Unterwegs mit dem Working-Holiday-Visum
Da sitze ich nun in der riesigen Abflughalle mit fast 23 Kilogramm Gepäck, einem Rucksack und meiner Winterjacke am Frankfurter Flughafen. Mein Bruder erzählt mir irgendetwas über Geldwechselkurse, während Menschenmassen an mir vorbeiströmen und ich mich beklommen an meinem Stuhl festkralle.
Der Kaffee ist mir an diesem Morgen schlecht bekommen und ich fühle mich recht appetitlos. Meine Gedanken beginnen sich im Kreis zu drehen. Habe ich denn wirklich alles Wichtige eingepackt? Ist alles Notwendige geregelt worden und habe ich den Herd ausgemacht? Ich schmunzle bei diesem Gedanken, atme tief ein und erlebe einen dieser seltenen, kostbaren Momente, in denen man für den Bruchteil einer Sekunde das Gefühl hat, die Zeit würde langsamer laufen. Ich lasse in diesem Augenblick alles Unwichtige hinter mir und lasse los, was nicht mehr zu mir gehört, denn vor mir liegt ein Land voller Weite und unzähliger Möglichkeiten – Kanada! Freiheit, ich komme!
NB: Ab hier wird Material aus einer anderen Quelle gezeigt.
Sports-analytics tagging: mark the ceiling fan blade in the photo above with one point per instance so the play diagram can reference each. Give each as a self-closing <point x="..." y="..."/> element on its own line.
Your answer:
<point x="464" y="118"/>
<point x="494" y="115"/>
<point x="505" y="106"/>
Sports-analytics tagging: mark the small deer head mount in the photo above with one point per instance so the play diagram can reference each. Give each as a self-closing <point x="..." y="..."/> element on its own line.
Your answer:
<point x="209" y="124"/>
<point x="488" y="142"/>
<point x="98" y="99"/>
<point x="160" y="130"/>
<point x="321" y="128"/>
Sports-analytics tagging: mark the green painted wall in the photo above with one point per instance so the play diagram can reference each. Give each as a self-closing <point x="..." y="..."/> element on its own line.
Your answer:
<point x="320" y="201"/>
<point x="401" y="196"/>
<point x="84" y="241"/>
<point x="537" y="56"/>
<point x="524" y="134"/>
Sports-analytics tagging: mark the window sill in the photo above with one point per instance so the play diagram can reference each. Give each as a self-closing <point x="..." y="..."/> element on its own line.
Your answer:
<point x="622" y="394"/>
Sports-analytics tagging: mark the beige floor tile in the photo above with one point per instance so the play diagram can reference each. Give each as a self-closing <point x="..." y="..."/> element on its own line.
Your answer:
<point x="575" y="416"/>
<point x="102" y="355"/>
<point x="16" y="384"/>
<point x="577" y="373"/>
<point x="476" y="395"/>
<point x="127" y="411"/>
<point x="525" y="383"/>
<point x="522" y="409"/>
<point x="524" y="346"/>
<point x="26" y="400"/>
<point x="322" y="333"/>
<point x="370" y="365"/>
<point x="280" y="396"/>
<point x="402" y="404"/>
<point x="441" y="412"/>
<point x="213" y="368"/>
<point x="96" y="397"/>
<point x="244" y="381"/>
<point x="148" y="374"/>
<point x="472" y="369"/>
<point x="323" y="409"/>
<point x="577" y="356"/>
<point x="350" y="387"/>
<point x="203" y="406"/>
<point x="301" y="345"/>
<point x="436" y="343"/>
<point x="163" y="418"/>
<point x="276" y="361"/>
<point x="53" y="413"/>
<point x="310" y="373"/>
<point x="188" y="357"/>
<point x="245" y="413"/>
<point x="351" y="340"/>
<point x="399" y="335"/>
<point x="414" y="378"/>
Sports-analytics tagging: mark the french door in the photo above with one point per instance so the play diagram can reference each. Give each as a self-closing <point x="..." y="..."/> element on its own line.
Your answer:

Gerade einmal sechs Wochen zuvor hatte ich die Entscheidung gefällt, endlich meinem Herzen zu folgen und mich in die weite, große Welt aufzumachen. Mein Studium war abgeschlossen und nur der Vernunftgedanke, einen guten und sicheren Arbeitsplatz in Aussicht zu haben, hielt mich noch davon zurück, loszuziehen. Ich unterhielt mich mit meinem guten Freund Moritz, der sich zu diesem Zeitpunkt in Ottawa aufhielt, und als er mich fragte, ob ich mir nicht ein Jahr Kanada vorstellen könnte, schrie alles in mir „Ja!“. Danach überschlugen sich die Ereignisse. Über die Internetseite der kanadischen Botschaft beantragte ich direkt das Working-Holiday-Visum und hatte Glück, dass das Kontingent von 4.200 Plätzen für das Jahr, in dem ich ausreisen wollte, noch nicht ausgeschöpft war. Da die reguläre Bearbeitungszeit des Antrags bei sechs Wochen lag, entschied ich mich, als Touristin einzureisen und mir meinen Antrag nachschicken zu lassen, denn es ist möglich, an jedem Grenzübergang in Kanada das Working-Holiday-Visum zu aktivieren, indem man kurz in die USA ein- und wieder ausreist.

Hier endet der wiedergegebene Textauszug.